RIGHT: Kingsley and his wife Eloise.
By BRENT STUBBS
Senior Sports Reporter
BAHAMAS Bodybuilding and Fitness Federation president Joel Stubbs remembered the late Kingsley Poitier as a humble giant, who transcended beyond his years to become the first Bahamian to win the Mr World Bodybuilding Championship title.
Poitier, 82, died on Sunday at his home on Dean Street. He was survived by his wife, Eloise and children -
Kingsley Jr, Ramel, Tanzania and Robert Poitier, Insley McKinney and Rekell Brice.
Poitier, inducted into the Bahamas National Hall of Fame in 2003, was recognised as the ultimate purveyor of physical intelligence, exhibiting an amazing symmetry of body that stoked the metaphysical pleasure-centres of bodybuilding enthusiasts the world over.
Stubbs said Poitier spent many of his younger years as a professional bodybuilder who represented the Bahamas on the world stage, where he was very successful in accomplishing top honors being crown Mr. World most muscular in 1962 and 1964 and he eventually won the Mr. World title in 1965.

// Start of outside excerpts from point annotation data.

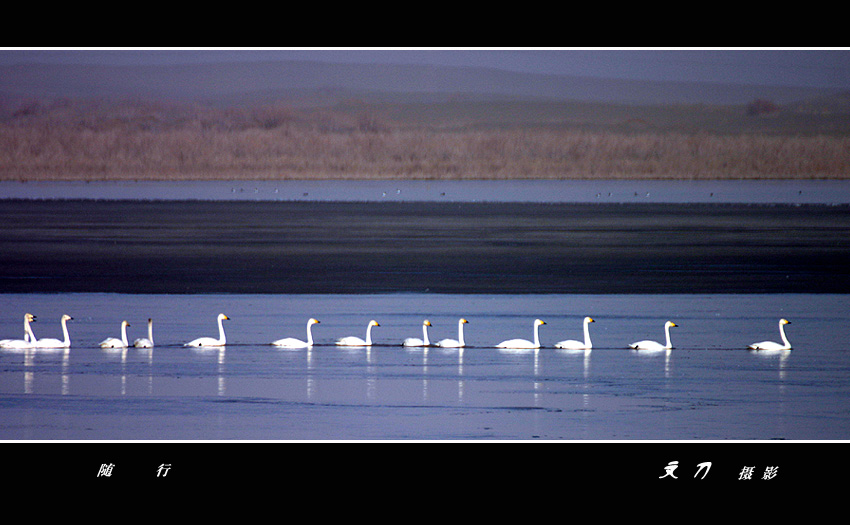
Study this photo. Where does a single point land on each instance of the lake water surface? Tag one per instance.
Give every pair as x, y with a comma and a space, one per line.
709, 387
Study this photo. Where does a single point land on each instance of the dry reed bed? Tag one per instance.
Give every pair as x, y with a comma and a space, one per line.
283, 150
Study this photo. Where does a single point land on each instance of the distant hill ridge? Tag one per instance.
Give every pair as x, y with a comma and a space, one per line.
262, 81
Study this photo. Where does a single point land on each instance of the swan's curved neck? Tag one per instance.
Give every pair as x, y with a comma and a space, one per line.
221, 337
65, 332
784, 338
28, 330
309, 333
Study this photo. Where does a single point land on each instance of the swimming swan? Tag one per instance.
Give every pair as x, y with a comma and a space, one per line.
291, 342
209, 341
356, 341
770, 345
524, 343
143, 342
415, 341
29, 339
455, 343
572, 344
56, 343
111, 342
652, 345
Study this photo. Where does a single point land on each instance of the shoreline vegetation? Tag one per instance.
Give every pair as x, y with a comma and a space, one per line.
103, 139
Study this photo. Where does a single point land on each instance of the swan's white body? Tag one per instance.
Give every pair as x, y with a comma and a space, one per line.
415, 341
145, 342
572, 344
524, 343
454, 343
291, 342
770, 345
56, 343
356, 341
111, 342
29, 339
209, 341
653, 345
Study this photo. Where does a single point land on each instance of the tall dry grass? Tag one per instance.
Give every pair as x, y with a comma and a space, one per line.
152, 142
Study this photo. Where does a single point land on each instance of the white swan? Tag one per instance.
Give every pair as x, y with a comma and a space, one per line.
770, 345
356, 341
415, 341
652, 345
209, 341
29, 339
572, 344
524, 343
455, 343
56, 343
291, 342
111, 342
145, 342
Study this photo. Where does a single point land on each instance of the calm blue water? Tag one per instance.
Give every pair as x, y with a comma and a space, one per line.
708, 388
603, 191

Poitier went on to pursue an acting career in Hollywood playing roles that highlighted his strong physical statuesque. He eventually returned to Nassau where he was very instrumental in molding, mentoring and training many of our former athletes who have done exceptionally well in the sport.

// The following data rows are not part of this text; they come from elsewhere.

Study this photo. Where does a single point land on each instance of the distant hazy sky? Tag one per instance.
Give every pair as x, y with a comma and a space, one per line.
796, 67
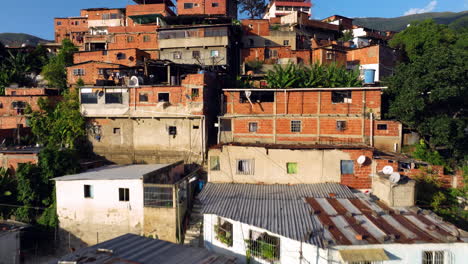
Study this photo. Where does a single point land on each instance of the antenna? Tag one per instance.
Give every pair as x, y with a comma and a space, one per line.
361, 160
387, 170
395, 177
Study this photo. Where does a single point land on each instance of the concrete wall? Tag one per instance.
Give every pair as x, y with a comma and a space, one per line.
290, 249
10, 247
314, 166
148, 140
92, 220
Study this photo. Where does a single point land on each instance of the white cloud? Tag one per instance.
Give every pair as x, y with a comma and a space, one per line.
430, 7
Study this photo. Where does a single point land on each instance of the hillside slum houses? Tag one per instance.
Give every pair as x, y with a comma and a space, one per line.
251, 174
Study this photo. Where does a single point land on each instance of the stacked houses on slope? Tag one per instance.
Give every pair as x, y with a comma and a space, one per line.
294, 175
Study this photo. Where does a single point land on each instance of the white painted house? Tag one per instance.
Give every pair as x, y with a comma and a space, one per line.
111, 201
322, 223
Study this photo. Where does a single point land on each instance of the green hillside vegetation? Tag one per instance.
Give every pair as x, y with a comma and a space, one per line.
17, 39
454, 20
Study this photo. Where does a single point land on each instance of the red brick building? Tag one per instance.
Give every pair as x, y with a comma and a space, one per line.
338, 116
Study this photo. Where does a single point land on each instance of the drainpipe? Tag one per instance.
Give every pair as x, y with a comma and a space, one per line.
372, 129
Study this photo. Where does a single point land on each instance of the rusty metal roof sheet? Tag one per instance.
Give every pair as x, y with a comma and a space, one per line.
325, 214
132, 248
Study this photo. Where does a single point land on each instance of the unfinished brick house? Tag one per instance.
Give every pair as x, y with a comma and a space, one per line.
13, 120
282, 40
338, 116
227, 8
154, 118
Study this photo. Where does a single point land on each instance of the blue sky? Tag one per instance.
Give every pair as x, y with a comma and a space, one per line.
36, 16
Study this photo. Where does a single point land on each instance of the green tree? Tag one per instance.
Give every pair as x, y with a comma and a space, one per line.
254, 8
60, 126
55, 72
428, 92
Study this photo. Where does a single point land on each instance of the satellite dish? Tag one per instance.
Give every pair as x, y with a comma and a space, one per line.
387, 170
361, 160
395, 177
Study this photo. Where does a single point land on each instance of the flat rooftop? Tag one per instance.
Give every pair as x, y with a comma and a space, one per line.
115, 172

“I too can recall many days training at Wong’s Gym in Palmdale where Mr. Poitier mentored me and taught me some of the basic mechanic exercises - form and technique,” Stubbs said. “His encouragement and motivation along with others gave me the zest to fall deeply in love with the sport.
“He inspired me to pursue and become a professional body builder and to push beyond my imagination and my physical strength to grace the world stage. I am grateful to him for my professional accomplishments in this regard.”
Stubbs, a professional bodybuilder who went on to excel on the stage of Mr. Olympia in 2009, said the Bahamas and indeed the federation owe a debt of gratitude to Poitier and his humble spirit as he gave selflessly to so many, contributing his time to mentor me and others during our novice days in the sport.
“As I reflect, I would like to say to Mr. Poitier and the BBFF, thank you for believing in me,” said Stubbs, a Bahamasair pilot who at one point during his bodybuilding career was listed as the competitor with the biggest back in the world.
Stubbs publicly thanked Poitier’s family for lending him to the Bahamas as he truly lived a purposeful life.
“We are very proud of what he had single handedly accomplished and achieved in this sport,” he stressed. “Another aspect of his life that was greatly respected was his spiritually filled life.
“On behalf of the BBFF, we salute this bodybuilding legend Mr. Kingsley Poitier. May his soul rest in peace.”
North American, Central American and Caribbean (NACAC) president Mike Sands expressed his condolences as he had some encounters with Poitier during the time that he competed as a sprinter in the sport of track and field.
“I had the good fortune of knowing Kingsley and would often stop by his gym on the northside of Fleming Street west, about 50 feet from Blue Hill Road. It was a very small nondescript unpainted building that is still in operation,” said Sands, a two-time Olympian and flag bearer both trips in 1972 and 1976 and former Bahamian national record holder in the men’s 100, 200 and 400 metres.
“Kingsley was a very quiet and soft spoken individual. Here again is another perfect example of the type of ‘sports power’ that we possess but really don’t have a true appreciation of our performances on the global or even the local stage for that matter. Imagine, a Mr. World (champion) in the 60’s and many of us don’t even know of his existence.”